5. That’s not a thing.

They always ask, “So who are the good guys?”

And then are shocked when I tell them that there are no good guys in the 41st Millennium.

4. Talk less, smile more.

talking too much to prove what they know.

I have been very guilty of this. someone who is experienced and skilled at a given activity will tend to just shut up and do it, whatever the activity may be

3. The wrong yarn.

Wrong needles for the size yarn they’re using.

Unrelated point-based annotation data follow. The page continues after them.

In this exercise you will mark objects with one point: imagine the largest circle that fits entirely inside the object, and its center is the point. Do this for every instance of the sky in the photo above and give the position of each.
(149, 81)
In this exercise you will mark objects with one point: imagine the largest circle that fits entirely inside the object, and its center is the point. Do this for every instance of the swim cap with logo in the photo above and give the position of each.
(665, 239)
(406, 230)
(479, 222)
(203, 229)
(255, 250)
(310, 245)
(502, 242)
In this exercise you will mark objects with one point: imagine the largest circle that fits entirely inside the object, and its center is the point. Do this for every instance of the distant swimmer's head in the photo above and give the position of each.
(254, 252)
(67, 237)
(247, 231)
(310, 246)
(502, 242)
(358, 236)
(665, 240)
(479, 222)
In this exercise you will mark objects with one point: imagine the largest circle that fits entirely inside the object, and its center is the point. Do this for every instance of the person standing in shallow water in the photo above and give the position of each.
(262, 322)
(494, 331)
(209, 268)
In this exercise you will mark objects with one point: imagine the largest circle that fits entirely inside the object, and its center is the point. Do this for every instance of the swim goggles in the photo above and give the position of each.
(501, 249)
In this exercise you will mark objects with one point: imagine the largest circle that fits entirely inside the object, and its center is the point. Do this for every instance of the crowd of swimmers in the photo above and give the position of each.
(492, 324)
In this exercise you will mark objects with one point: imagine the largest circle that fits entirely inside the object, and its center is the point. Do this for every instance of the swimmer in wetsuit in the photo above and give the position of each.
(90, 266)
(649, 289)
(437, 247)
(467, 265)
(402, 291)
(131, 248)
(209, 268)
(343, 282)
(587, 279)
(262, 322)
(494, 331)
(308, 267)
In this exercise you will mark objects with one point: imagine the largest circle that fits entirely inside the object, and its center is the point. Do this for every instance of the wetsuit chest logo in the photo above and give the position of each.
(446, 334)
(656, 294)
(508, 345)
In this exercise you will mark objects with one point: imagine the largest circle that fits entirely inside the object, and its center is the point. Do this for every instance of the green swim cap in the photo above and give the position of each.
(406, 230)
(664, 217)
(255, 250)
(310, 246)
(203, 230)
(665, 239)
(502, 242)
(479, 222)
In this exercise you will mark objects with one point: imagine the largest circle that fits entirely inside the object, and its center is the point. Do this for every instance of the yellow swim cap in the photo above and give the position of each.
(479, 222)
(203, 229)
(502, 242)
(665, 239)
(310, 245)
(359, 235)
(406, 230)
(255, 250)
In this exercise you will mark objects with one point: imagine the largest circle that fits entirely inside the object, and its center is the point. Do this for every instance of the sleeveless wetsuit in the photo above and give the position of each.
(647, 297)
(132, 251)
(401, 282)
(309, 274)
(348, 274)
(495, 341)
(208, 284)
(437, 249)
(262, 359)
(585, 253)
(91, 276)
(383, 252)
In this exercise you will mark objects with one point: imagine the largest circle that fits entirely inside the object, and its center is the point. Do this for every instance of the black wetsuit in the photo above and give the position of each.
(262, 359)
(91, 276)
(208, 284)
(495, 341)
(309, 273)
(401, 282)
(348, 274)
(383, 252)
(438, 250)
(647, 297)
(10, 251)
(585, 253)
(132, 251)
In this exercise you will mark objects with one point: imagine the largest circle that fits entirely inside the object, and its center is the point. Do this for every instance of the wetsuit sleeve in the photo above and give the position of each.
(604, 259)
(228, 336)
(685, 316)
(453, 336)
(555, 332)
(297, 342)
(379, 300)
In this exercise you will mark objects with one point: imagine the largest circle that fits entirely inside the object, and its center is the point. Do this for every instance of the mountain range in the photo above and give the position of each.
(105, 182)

Buying yarn because it was pretty/soft/on sale and trying to match it to a project instead of choosing a project and buying the yarn with intent in mind. Since you guys seem fixated on this one in particular, I’m talking about people who buy shitty worsted weight acrylic on sale because “omg the color!” and then don’t understand why it won’t work for that beautiful lace shawl they saw on Rav. Or making a baby blanket out of a yarn that can’t be machine washed/dried. Or buying cotton yarn for a project that needs some stretchiness to it. Beginners rarely understand how the different fabric types and yarn sizes make a huge difference in end result, so there’s a massive difference between an experienced knitter who understands how to use their stash and a beginner who buys whatever and tries to shoehorn it into an unrelated pattern.

“How many skeins/yards of yarn do I need to knit a blanket?”

2. A classic.

“My character is a drow rogue. They are chaotic neutral and stick to the shadows”

I remember when I played my first dnd campaign. Everyone was unexperienced so most of us went with a really standard character. One friend had a dragonborn, outcast chief of his tribe. His mission was to get back to his tribe, form an army by befriending other tribes then win the upcoming war.

I swear to god he was more evil than the big bad evil guy. My character was like twice his size and could snap his neck just by looking at him(and he feared me lol) so sometimes I drifted him to the right direction but I never forget when he abandoned a lost little girl or when he found a bunch of dragonborns who needed help.

F irst he just wanted to kill them and when we convinced him that they would be helpful in the future he put them in a cave somewhere and forgot about them. He is “true neutral”

1. It’s called practice for a reason.

“I tried it but my mind kept wandering off.”

Our minds do that. That’s why we practice meditation – to discipline our minds to stay with the here and now.

This is all great advice on things to avoid, don’t you think?